日活ロマンポルノ30周年記念企画パート2

私とロマンポルノ

1997年、ユーロスペースで神代辰巳の特集上映がありました。その時私は20歳、遅ればせながら初めてロマンポルノを観る機会となりました。当時の私にとって日活とはアクションで、ロマンポルノは「ちょっと観てみたい」程度でした。ロマンポルノは1971年から始まりますが、助監督どまりでくすぶっていた若い才能が、撮影所で磨き上げられた技術者のもとに花開いてゆくこととなります。神代辰巳も「渡り鳥」シリーズの斎藤武市の助監督でした。

私はまず『赫い髪の女』(79)を観ました。何度もあらわれてくる執拗な性描写と、雨と、トラック、流れる憂歌団、赤い髪と、けばい化粧、埃にまみれていそうなコタツに、むせかえるような湿気。ベタベタ、ねっとり、ムッとした空気感を初めて味わった私は、続けて大正時代を背景とした『四畳半襖の裏張り』、実在のストリッパーを描いた『一条ゆかり 濡れた欲情』(72)を観、何ヵ月後か経って横浜は黄金町、シネマジャックで『女地獄 森は濡れた』(73)、『四畳半襖の裏張り しのび肌』(74)、成人映画ではありませんが『青春の蹉跌』(74)、『アフリカの光』(75)を観ました。『アフリカの光』の時、お客さんが全然いないのにおじさんが隣に座ってきて、痴漢にあいそうになりました。この嫌な思い出のせいで、成人映画を成人映画館で観る決心は今だつきません。結局、最後まで亀有名画座にも行けませんでした。
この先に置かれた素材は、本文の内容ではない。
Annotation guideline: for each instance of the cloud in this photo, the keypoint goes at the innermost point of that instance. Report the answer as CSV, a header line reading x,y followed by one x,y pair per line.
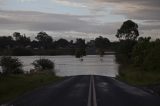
x,y
37,21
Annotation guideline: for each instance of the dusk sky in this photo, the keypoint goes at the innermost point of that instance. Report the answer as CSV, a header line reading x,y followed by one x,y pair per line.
x,y
78,18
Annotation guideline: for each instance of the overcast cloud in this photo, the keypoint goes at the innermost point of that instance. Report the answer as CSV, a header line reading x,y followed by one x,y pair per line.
x,y
78,17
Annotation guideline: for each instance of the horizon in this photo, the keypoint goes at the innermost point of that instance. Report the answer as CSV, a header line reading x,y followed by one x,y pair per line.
x,y
72,19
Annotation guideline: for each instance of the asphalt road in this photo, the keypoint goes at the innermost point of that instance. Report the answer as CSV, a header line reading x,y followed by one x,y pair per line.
x,y
88,91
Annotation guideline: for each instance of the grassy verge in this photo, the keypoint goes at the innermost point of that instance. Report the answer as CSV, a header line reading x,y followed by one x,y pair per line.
x,y
12,86
138,77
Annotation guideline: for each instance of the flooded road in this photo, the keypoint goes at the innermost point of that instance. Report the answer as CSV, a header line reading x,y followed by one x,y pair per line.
x,y
71,66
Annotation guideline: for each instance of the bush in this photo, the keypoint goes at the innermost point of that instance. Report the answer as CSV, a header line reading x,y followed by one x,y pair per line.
x,y
21,52
11,65
43,64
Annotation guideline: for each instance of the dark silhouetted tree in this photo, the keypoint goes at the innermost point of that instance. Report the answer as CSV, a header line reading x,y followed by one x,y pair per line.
x,y
101,44
129,30
80,48
45,41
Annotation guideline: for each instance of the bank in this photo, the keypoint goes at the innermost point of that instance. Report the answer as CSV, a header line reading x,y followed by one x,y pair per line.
x,y
12,86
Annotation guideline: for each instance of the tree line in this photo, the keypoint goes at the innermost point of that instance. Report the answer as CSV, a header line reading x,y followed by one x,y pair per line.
x,y
43,44
140,52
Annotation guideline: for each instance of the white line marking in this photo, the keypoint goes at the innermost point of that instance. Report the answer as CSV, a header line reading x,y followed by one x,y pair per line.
x,y
92,90
89,94
94,93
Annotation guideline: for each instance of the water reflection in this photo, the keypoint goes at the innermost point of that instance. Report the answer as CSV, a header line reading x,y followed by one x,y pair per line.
x,y
70,66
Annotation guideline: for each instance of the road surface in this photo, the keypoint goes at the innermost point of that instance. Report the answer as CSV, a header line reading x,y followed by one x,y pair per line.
x,y
88,91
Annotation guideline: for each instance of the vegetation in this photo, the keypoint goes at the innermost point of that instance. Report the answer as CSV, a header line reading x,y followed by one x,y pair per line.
x,y
80,48
43,64
10,65
102,44
139,59
43,44
129,30
14,85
私の家から一番近い映画館だったのに、残念です。友人は、先日行われた銀座シネパトスでのロマンポルノ特集で、痴漢にあったらしいです。だから、往年のロマンポルノファンが、ユーロで上映されたり、女性だけの入場、女性専用シートだとかに憤りや皮肉を覚えたところで、デリカシーのない男性がいなくならないかぎり、しかたのないことです。

その後しばらくロマンポルノは観ず、神代はそれなりに衝撃を受けたけれども、それはあくまで神代辰巳の映画で、ロマンポルノ自体にはさほど執着を覚えませんでした。

ある時曾根中生の『天使のはらわた 赤い教室』(79)を観ましたが、オープニングの強姦シーンからかなりショックを受け、嫌悪感を覚え、やっぱりロマンポルノはこういうものなのだと思いすっかり遠ざけるようになってしまいました。今思えば曾根中生がダメだったというより、脚本の石井隆が生理的にダメだったようです。

だいぶ経って、WOWOWでやっていた相米慎二の『ラブホテル』(85)を観ました。階段で女2人がすれ違い、桜が舞ってエンドロールが流れ出すラストシーンは、今まで見たことがないくらい美しく、「これがロマンポルノなんだ」と非常にショックを受けました。そのストーリーテリングと画面のもつ独特の静謐さを求め、改めてロマンポルノを観始めるきっかけとなりました。でも、これも脚本は石井隆だったんですが。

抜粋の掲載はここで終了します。